For a four-wheel-drive car with genuine off-road credentials, it wants for grip when deploying its power on a damp road. I reckon it would struggle with 300bhp, never mind its full 563.
Once you’re away, it blasts down the road in an unseemly and slightly troubling manner, but one so wild, you might secretly enjoy the madness. Never has a roofed car offered up so much adrenaline at entirely legal speeds.
Does it drive like other AMGs?
Categorically not. In fact, this is a car of many contradictions.
It’s massive on the outside, yet claustrophobic on the inside. It’s got a row of buttons to optimise its mechanicals for hardcore mud-plugging, yet you won’t want to take its expensive alloys and carbon trim anywhere near shrubbery.

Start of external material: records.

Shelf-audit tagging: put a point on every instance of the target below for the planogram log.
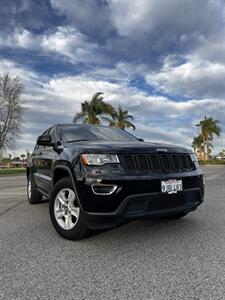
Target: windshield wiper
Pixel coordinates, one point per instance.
(73, 141)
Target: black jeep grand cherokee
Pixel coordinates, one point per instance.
(98, 177)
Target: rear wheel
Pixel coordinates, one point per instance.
(33, 195)
(65, 213)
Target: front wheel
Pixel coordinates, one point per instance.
(65, 213)
(33, 195)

It’s a big, tall car, yet it’s bounced about by the road surface like a sump-skimming trackday special.
And ultimately, it’s an AMG, but it suffers chronic understeer. I’ve driven vans with quicker, more direct steering than this, and taking corners is an exercise in managing body roll rather than edge-of-the-seat excitement. Corners become obstacles that slow you down, and are not something you should really relish.
It’s silly in the extreme, and by our usual criteria, the G63’s dynamics are simply inept. And yet… The performance car world is stronger and more diverse with cars like this in it. It’s irresistibly mad, and even if you don’t want one, it belongs on anyone’s ‘must drive before you die’ list. For better or worse, there’s nothing else like it on the planet.
Is it as old fashioned as it looks?
Perhaps not. It’s kept up with technology in plenty of areas, most specifically in-car entertainment and connectivity. You’ll struggle for elbow room inside, but you won’t have to hunt hard for somewhere to charge your phone or watch a film.
And such is this car’s nature, its foibles often entertain rather than frustrate. There’s a reversing camera to keep up with the times, but it’s rather too full of spare wheel cover to be of any use…
Would you really spend £150k on one?
Course not. But plenty of people do. In fact, sales are up each year. To date in 2016, Merc’s 176 G-Wagen sales in the UK represent a 28 per cent improvement on 2015, which in turn was more successful than 2014. And G63s make up the majority of the model's sales, too.
And in left-hand-drive markets, there’s a yet more powerful G-Wagen, in the shape of the V12-powered G65 AMG. It defies any crumb of logic you try and apply to it, this car. But that’s exactly why so many people are enamoured by it.